Introduction to R

Good practices

There are two main ways of interacting with R: using the console or by using script files (plain text files that contain your code).

The recommended approach when working on a data analysis project is dubbed “the source code is real”. The objects you are creating should be seen as disposable as they are the direct realization of your code. Every object in your analysis can be recreated from your code, and all steps are documented. Therefore, it is best to enter as little commands as possible in the R console. Instead, all code should be written in script files, and evaluated from there. The R console should be used to inspect objects, test a function or get help. With this approach, the .Rhistory file automatically created during your session should not be very useful.

You may want your RStudio settings (Tools > Global options) so that the following three settings are unchecked:

and Select “Never” for “Save workspace to .RData on exit”.

Similarly, you should separate the original data (raw data) from intermediate datasets that you may create for the need of a particular analysis. For instance, you may want to create a data/ directory within your working directory that stores the raw data, and have a data_output/ directory for intermediate datasets and a figure_output/ directory for the plots you will generate.

You can choose your own names for these folders, but it's important that you document their purpose (and their content) in a README file, and that you are coherent in their usage.

Creating objects

Let's start by creating a simple object:

x <- 10
x
## [1] 10

We assigned to x the number 10. <- is the assignment operator. It assigns values on the right to objects on the left. Mostly similar to = but not always. Learn to use <- as it is good programming practice. Using = in place of <- can lead to issues down the line. In RStudio, use the key combination Alt + - to generate the assignment operator.

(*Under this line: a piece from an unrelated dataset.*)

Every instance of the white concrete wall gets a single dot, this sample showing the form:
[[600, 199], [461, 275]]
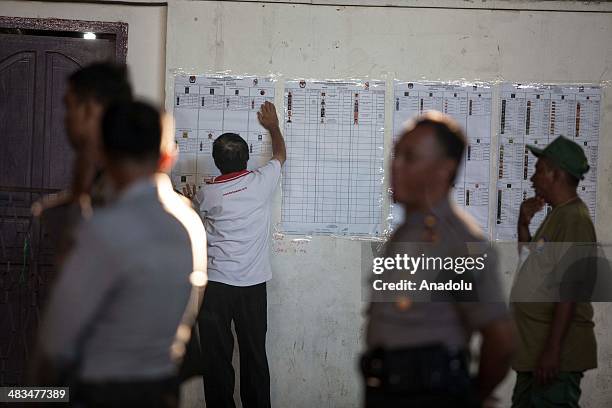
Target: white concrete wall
[[146, 35], [315, 307]]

= should only be used to specify the values of arguments in functions for instance read.csv(file="data/some_data.csv").

Now that x exists in R memory, We can do things with it. For instance:

x * 2
## [1] 20
x + 5
## [1] 15
x + x
## [1] 20

or we can create new objects using x:

y <- x + x + 5

Let's try something different:

x <- c(2, 4, 6)
x
## [1] 2 4 6

Two things:

Using the [], we can access individual elements of this object:

x[1]
## [1] 2
x[2]
## [1] 4
x[3]
## [1] 6

Challenge

What is the content of this vector?

q <- c(x, x, 5)

What is the value of y at the end of this script?

x <- 1
y <- x + 2
x <- 3
# y <- ???

We can also use these objects with functions, for instance to compute the mean and the standard deviation:

x <- c(1, 3, 5, 6, 3, 5)
mean(x)
## [1] 3.833333
sd(x)
## [1] 1.834848

This is useful to print the value of the mean or the standard deviation, but we can also save these values in their own variables:

mean_x <- mean(x)
mean_x

The function ls() returns the objects that are currently in the memory of your session.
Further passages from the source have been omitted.